问题描述:

Consider the following R code (which, I think, eventually calls some Fortran):

`X <- 1:1000`

Y <- rep(1,1000)

summary(lm(Y~X))

Why are values returned by summary? Shouldn't this model fail to fit since there is no variance in Y? More importantly, why is the model R^2 ~= .5?

**Edit**

I tracked the code from lm to lm.fit and can see this call:

`z <- .Fortran("dqrls", qr = x, n = n, p = p, y = y, ny = ny,`

tol = as.double(tol), coefficients = mat.or.vec(p, ny), residuals = y,

effects = y, rank = integer(1L), pivot = 1L:p, qraux = double(p),

work = double(2 * p), PACKAGE = "base")

That is where the actual fit seems to happen. Looking at http://svn.r-project.org/R/trunk/src/appl/dqrls.f) did not help me understand what is going on, because I do not know fortran.

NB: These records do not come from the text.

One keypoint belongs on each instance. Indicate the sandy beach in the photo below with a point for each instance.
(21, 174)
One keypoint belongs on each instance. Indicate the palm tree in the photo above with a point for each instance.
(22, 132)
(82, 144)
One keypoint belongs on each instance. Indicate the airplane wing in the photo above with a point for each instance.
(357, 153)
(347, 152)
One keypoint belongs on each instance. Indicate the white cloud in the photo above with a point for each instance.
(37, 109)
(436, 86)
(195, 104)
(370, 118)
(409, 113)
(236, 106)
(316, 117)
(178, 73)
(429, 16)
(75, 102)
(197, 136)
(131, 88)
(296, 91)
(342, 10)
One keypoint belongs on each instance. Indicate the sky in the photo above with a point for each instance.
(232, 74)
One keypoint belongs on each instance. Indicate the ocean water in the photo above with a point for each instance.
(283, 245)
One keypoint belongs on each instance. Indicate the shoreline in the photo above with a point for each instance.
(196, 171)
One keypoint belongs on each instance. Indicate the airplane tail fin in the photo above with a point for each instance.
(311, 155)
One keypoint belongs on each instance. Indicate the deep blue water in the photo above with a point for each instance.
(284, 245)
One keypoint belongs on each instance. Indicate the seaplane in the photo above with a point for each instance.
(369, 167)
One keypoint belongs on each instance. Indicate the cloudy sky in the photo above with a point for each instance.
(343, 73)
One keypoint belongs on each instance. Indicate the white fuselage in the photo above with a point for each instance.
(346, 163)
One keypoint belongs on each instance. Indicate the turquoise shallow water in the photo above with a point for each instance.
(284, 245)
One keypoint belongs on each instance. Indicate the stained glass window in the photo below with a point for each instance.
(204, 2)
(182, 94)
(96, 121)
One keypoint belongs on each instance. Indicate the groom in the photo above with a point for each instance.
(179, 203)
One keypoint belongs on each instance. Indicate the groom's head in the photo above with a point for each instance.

Statistically speaking, what should we anticipate (I'd like to say "expect", but that's a very specific term ;-))? The coefficients should be (0,1), rather than "fail to fit". The covariance of (X,Y) is assumed proportional to the variance of X, not the other way around. As X has non-zero variance, there is no problem. As the covariance is 0, the estimated coefficient for X should be 0. So, within machine tolerance, this is the answer you're getting.

There is no statistical anomaly here. There may be a statistical misunderstanding. There's also the issue of machine tolerance, but a coefficient on the order of 1E-19 is rather negligible, given the scale of the predictor and response values.

Update 1: A quick review of simple linear regression can be found on this Wikipedia page. The key thing to note is that `Var(x)`

is in the denominator, `Cov(x,y)`

in the numerator. In this case, the numerator is 0, the denominator is non-zero, so there is no reason to expect a `NaN`

or `NA`

. However, one may ask why isn't the resulting coefficient for `x`

a `0`

, and that has to do with numerical precision issues of the QR decomposition.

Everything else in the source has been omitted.